Nimm zum Beispiel den Fall der Eltern. Selbst auf die Gefahr hin, nun in deinem Bewusstsein mit vielen Illusionen aufzuräumen, muss ich dir etwas über den Ursprung der Liebe sagen, die eine Mutter für ihr Kind empfindet. Sie entsteht, weil dieses Kind aus ihrer eigenen Substanz gemacht ist und weil die materielle Verbindung, die substanzielle Verbindung zwischen Mutter und Kind recht lange, relativ lange, äußerst eng ist – es ist, als wäre ein Stück Fleisch aus ihr herausgenommen und in einiger Entfernung getrennt niedergelegt worden –, und erst viel später wird die Bindung zwischen den beiden vollständig durchtrennt. Es ist so etwas wie ein Band, eine subtile Empfindung, so dass die Mutter genau spürt, was das Kind fühlt, als ob das Gefühl in ihr selbst wäre. Das ist die materielle Basis der mütterlichen Zuneigung für das Kind. Es ist eine Basis materieller Identität, nichts anderes. Gefühl kommt viel später (es kann auch früher kommen, das liegt am einzelnen), aber ich spreche von der Mehrzahl der Menschen: Gefühl kommt erst lange nachher, und es ist bedingt. Es gibt alles mögliche... Ich könnte stundenlang mit dir über dieses Thema sprechen. Dennoch darf dies nicht mit Liebe verwechselt werden. Es ist eine materielle Identifikation, so dass die Mutter innig, ganz konkret und greifbar spürt, was das Kind fühlt: Wenn das Kind gestoßen wird, dann spürt das die Mutter. Dies dauert mindestens zwei Monate.
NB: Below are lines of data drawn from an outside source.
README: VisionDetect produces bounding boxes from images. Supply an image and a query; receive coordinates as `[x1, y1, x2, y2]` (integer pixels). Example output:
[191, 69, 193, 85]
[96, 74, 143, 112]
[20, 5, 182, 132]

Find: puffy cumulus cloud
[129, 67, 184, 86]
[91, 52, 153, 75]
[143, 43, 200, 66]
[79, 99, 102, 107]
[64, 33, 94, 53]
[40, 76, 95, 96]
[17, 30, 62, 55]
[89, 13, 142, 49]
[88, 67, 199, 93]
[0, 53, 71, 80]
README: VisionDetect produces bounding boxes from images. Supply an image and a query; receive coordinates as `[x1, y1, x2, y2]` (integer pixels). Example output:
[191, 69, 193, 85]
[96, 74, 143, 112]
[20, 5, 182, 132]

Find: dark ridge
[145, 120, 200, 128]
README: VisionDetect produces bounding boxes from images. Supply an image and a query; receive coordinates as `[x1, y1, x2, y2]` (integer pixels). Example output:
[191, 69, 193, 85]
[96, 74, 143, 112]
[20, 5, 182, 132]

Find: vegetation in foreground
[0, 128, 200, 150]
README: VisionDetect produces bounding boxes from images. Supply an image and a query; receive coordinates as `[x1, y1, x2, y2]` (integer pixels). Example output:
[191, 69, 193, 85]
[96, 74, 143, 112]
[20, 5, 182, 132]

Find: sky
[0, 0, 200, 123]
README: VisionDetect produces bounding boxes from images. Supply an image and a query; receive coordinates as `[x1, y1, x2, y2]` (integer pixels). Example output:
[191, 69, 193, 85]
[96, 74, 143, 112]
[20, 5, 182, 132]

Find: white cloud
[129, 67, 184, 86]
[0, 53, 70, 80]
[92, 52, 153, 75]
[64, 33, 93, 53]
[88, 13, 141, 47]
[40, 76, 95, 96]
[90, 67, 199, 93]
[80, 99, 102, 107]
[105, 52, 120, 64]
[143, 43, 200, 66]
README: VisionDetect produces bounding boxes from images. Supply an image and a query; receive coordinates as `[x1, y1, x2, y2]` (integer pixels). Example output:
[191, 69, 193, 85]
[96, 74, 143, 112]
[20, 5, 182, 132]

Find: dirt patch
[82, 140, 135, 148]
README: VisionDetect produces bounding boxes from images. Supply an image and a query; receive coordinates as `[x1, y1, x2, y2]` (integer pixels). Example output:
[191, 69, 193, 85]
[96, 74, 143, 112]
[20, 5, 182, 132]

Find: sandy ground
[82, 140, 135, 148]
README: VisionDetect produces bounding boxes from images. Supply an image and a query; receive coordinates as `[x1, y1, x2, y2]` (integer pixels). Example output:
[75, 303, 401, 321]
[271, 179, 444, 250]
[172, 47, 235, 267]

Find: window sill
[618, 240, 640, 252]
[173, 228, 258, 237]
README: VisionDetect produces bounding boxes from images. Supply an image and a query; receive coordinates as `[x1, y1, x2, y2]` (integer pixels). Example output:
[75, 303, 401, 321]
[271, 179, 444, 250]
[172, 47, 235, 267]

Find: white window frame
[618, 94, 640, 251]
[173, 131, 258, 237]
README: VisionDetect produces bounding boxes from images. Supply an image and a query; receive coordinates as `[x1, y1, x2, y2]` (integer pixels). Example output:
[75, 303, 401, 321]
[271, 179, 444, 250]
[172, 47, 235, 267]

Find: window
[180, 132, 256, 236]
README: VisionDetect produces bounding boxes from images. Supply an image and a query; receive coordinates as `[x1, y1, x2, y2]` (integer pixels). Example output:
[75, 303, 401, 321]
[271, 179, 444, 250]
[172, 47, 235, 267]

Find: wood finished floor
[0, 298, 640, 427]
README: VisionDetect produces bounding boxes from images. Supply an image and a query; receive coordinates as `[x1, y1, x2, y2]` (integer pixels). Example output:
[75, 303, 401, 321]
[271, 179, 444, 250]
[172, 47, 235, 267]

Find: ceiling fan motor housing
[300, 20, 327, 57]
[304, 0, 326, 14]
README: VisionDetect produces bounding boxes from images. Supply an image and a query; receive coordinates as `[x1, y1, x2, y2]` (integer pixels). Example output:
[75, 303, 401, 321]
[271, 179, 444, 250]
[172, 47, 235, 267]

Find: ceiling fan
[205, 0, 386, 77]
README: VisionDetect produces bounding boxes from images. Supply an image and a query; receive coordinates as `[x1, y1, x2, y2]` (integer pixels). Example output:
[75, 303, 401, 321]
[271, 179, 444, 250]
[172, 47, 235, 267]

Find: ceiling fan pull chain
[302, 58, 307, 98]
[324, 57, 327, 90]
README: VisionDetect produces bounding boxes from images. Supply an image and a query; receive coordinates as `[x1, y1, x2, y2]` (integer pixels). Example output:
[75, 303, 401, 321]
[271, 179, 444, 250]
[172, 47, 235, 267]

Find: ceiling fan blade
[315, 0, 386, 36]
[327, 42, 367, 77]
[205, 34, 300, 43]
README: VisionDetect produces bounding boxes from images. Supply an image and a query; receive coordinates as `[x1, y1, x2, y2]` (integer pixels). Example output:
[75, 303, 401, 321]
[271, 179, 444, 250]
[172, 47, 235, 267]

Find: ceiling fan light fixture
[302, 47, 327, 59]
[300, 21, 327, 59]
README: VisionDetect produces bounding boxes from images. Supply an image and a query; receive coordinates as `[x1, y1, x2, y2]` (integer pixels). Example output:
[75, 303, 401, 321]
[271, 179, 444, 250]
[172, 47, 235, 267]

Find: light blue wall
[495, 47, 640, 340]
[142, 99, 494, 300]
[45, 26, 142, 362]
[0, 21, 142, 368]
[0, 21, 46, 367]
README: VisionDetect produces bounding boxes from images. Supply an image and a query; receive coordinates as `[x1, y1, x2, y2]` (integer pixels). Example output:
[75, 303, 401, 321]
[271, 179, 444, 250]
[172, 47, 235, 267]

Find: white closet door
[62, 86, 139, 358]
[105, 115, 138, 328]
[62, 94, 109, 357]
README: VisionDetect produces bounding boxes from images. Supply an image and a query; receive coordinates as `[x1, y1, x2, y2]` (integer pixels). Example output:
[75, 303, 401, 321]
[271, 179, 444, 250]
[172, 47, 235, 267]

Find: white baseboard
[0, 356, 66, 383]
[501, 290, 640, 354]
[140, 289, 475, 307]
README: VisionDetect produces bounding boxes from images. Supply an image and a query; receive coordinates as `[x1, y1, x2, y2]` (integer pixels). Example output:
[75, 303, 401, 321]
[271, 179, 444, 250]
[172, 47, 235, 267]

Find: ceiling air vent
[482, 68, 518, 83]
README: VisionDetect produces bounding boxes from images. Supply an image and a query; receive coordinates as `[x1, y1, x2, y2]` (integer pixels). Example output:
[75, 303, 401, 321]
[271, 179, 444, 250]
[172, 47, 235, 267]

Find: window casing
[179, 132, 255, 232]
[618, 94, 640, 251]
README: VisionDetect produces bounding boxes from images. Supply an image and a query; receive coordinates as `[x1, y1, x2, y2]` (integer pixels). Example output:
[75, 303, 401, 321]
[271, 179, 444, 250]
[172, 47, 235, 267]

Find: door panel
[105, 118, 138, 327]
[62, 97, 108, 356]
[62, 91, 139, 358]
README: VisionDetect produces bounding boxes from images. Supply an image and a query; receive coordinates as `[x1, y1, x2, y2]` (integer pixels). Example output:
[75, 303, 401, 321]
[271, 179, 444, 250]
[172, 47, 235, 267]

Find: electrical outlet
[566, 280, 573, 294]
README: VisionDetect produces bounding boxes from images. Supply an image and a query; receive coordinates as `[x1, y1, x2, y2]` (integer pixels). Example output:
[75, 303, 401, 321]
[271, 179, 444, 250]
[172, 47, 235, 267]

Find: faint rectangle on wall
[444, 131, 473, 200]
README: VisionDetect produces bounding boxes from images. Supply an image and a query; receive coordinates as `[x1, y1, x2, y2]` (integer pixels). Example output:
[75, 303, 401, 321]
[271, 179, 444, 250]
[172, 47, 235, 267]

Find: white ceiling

Das ist die Grundlage. Das Übrige stammt aus der Natur der Menschen, aus ihrem Entwicklungsstand, aus ihrem Bewusstsein, aus ihrer Erziehung und aus ihrer Empfindungsfähigkeit. Das gesellt sich noch dazu, und dann auch noch alle gesellschaftlichen Einflüsse, aus denen Romane entstehen – denn die Menschen sind glänzend in der Gestaltung von Romanen. Sie machen aus allem einen Roman. Sie haben ihr Mental dazu benutzt, um Imaginationen zu bilden, die in der Luft zirkulieren und die man so aufschnappt. Die einen erwischen also welche von der einen Sorte und die anderen von der anderen Sorte, und weil die Imagination eine Antriebskraft ist, beginnt man damit tätig zu werden, und schließlich lebt man einen Roman in seinem Leben, sofern man nur Einbildungskraft hat. Das hat absolut nichts mit dem wahren Bewusstsein, mit dem seelischen Wesen, zu tun, überhaupt nichts.